Karma Forbes has studied Zen as well as martial arts for much of her life studying for many years with Joko Beck and the Ordinary Mind school. She specializes and has directed programs in Internal Family Systems Therapy. She is a leader at Portland Zen Center and is now in private practice as a psychotherapist and IFS trainer after many years working as a faculty counselor for the Renton Technical College, serving students with disabilities and also gifted students. She has a particular interest in trauma recovery and embodiment.
D Allen is a lifelong Zen practitioner, leader at Oaxaca Zen, teaching in both Spanish and English. He also teaches groups in Monterey CA where he lives with his partner. An early student of Phillip Kapleau, he eventually swore off koans and worked with Toni Packer in a practice of inquiry and presence for many years. In the last 5 years he has become an enthusiastic student and teacher of koans, with a particular fondness for the buffalo whose tail won't pass through the lattice window. His experience as a Radical Faerie in the 1970's and his appreciation for queer culture also inform his zen insights.
Contemporary abstract painter Dennis Peak grew up living in many places and among many cultures around the globe. He pursued art at the University of California, Santa Cruz with a focus on ceramic sculpture. In between Peak’s day jobs as a carpenter and tiler, he sculpted large, wall-mounted fired clay commissions. At one point he decided to paint these sculptures rather than glaze them. What began as an experiment with layers, colors, and lines led him to sell his kiln and clay tools and begin painting with acrylics on canvas full time. His abstract compositions are informed by his life-long interest in structure and a curiosity about what holds things together.

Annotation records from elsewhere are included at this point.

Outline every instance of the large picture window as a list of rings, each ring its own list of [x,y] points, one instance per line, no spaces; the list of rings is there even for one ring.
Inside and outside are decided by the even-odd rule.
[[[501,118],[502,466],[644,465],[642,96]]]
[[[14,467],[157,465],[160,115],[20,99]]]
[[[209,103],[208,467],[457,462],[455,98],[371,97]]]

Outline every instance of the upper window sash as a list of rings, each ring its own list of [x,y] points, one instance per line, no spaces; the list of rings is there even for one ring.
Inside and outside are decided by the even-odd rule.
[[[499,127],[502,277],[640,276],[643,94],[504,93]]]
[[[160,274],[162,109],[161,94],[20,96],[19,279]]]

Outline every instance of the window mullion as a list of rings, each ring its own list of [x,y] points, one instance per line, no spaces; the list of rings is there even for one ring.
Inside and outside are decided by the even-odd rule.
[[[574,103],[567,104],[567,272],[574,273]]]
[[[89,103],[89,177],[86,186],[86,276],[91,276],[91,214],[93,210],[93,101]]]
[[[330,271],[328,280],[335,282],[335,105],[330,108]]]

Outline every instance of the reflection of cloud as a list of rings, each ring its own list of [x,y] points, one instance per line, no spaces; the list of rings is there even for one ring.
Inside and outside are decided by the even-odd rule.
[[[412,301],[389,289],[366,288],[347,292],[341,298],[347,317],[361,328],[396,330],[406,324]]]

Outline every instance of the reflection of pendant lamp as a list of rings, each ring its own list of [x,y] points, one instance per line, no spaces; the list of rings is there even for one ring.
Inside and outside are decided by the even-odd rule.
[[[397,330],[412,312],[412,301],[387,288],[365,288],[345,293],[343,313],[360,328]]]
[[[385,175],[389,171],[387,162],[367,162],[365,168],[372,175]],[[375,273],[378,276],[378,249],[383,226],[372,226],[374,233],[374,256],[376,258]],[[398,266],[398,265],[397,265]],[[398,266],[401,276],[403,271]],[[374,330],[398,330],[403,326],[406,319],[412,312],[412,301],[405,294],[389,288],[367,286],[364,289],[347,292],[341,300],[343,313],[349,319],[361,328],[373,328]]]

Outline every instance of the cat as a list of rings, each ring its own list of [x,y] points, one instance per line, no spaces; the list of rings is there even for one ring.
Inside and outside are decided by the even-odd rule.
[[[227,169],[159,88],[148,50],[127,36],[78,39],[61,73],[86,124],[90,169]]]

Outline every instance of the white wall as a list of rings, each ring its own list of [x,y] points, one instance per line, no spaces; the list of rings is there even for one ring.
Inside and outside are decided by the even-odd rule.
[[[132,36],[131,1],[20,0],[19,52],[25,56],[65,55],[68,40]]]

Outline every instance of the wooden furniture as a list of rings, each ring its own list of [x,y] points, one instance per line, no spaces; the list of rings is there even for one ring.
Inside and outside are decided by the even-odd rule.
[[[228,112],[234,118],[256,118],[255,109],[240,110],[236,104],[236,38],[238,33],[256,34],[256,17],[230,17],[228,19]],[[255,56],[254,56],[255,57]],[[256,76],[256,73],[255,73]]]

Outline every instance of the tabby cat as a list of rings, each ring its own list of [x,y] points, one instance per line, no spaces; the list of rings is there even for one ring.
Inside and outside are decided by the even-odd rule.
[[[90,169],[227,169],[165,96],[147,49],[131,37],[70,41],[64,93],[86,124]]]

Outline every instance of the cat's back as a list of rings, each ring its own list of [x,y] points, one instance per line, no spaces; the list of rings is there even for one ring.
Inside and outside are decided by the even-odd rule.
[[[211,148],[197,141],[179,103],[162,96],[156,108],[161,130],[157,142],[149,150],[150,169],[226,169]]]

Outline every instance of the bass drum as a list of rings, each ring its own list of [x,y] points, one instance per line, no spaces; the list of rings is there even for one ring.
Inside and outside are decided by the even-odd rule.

Amy is a zen koan student as well as a historian, poet, community activist and mother and dancer. She writes curriculum for the Big History Project and has been a lecturer in Colonial History and Women's History at Stanford University and Sonoma State University. Meditation has been a way for her to experience the world more fully and to see into the dream underneath. She writes about creativity, spirituality and social change and her prose and poetry have been published
in Rattle, Medium, and Uncertainty.Club. She is currently deeply engaged with the ecology of the hills of St. Helena as she and her community work to rebuild after everything burned in the Fall of 2020. She leads, with Jisen Coghlan, the Wednesday morning meditation sessions, as well as leading on Sunday mornings as well.
Michael is a zen koan student as well as a sculptor and ink brush painter. After college during the late 1960's-early 70's, amidst a backdrop of social upheaval, he boarded the slow boat to Japan to study with a Zen master he'd met just once, a few years before. He lived in Japan for over 30 years where he became an accomplished ink brush painter and assisted his teacher on paintings in temples all over Japan. His own work has been shown in Japan and the US. He also teaches painting and sculpture in the Bay Area. He is interested in creating and supporting the community that forms around meditation practice.
Elise Turner is a teacher of mostly grateful teenage students who are following individualized curricula. She's also a mother, grandmother, zen student and enthusiastic host for family, friends and community.